The Dambusters raid was an extraordinary act of bravery and a remarkable technical achievement for its time. The military usefulness of the raid was probably limited, but the propaganda value was immense.
The casualty rate was high, even by the standards of RAF Bomber Command. 53 of the 133 aircrew who participated in the attack were killed, a casualty rate of almost 40%.
During the Second World War, the casualty rate on individual RAF bombing raids was usually no more than 5% but the overall casualty rate was still very high. Wikipedia’s page on Bomber Command records:
Bomber Command crews also suffered an extremely high casualty rate: 55,573 killed out of a total of 125,000 aircrew (a 44.4% death rate), a further 8,403 were wounded in action and 9,838 became prisoners of war. This covered all Bomber Command operations including tactical support for ground operations and mining of sea lanes. A Bomber Command crew member had a worse chance of survival than an infantry officer in World War I.Only 27% of all bomber aircrew who served during the war avoided death, injury or capture. The Wikipedia page adds:
Statistically there was little prospect of surviving a tour of 30 operations and by 1943 the odds against survival were pretty grim with only one in six expected to survive their first tour, while a slim one in forty would survive their second tour.Pupils at my school in Lincoln had a sobering reminder of this. In the entrance hall was a glass case containing a book of remembrance to all the old boys who had died in the two world wars. Each day, the book would be opened to a different page, displaying portrait photos and brief descriptions of two of the dead. The casualties of the First World War were mostly infantry. Those of the Second World War were mostly bomber aircrew.
The controversy over the RAF’s area bombing campaign meant that wartime bomber aircrew were never issued with a campaign medal and had no memorial (apart from the Airmen’s Chapel in Lincoln Cathedral) until one was unveiled in London last year.

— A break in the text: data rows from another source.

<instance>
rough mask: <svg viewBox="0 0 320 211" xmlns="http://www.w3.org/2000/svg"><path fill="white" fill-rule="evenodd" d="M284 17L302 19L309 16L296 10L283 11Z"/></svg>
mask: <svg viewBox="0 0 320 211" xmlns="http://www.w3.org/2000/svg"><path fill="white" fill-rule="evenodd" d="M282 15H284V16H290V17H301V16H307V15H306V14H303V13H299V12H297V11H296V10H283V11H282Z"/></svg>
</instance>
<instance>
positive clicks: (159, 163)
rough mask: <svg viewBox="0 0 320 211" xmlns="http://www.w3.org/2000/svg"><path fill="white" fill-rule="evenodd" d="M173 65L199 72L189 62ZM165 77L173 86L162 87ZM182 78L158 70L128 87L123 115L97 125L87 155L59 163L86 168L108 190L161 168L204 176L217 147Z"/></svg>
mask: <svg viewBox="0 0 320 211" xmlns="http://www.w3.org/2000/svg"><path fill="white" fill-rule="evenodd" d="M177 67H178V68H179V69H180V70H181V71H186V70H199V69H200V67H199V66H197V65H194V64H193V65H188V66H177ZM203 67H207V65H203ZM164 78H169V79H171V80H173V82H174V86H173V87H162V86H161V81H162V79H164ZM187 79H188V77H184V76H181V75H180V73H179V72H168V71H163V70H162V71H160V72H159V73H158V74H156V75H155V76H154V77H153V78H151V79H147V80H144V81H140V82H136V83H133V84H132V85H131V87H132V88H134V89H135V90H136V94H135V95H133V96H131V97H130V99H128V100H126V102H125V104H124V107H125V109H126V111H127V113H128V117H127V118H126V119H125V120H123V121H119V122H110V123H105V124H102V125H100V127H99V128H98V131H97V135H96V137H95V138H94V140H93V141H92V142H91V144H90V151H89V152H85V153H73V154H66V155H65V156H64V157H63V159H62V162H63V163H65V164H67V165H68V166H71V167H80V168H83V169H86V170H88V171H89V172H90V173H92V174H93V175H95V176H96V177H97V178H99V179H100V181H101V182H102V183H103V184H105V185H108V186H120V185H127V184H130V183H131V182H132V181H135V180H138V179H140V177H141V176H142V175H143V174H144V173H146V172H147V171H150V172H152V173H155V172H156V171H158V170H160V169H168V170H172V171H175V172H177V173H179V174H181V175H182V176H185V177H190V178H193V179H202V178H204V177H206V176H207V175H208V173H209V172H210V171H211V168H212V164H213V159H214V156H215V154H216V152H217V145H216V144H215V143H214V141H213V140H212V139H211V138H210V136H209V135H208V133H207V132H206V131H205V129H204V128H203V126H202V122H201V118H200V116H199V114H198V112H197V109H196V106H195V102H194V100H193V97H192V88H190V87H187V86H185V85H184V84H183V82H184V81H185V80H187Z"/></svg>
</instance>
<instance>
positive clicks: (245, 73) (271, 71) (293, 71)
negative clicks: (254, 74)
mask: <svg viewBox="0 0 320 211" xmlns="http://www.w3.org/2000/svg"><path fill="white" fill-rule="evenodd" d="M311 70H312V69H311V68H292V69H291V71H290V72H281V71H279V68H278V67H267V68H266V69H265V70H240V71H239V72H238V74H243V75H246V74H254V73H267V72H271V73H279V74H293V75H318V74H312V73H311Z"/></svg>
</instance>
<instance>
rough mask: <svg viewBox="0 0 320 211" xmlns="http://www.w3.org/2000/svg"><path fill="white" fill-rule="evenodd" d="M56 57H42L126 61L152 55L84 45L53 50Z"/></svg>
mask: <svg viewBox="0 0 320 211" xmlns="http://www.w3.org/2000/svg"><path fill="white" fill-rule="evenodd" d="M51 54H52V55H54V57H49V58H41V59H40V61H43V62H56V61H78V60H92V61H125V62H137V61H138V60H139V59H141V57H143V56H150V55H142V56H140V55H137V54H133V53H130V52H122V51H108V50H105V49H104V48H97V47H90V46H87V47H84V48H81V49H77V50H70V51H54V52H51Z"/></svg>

With perfect hindsight, it is possible to question the efficacy and ethics of the bombing. At the time, Britain faced an existential threat from the Nazis and did what seemed best to defend itself, when the final outcome of the war was by no means certain. It is right that we remember the self-sacrifice of people who put their lives on the line for the rest of us. In the case of RAF bomber aircrew, that means people who were effectively on a suicide mission and knew it.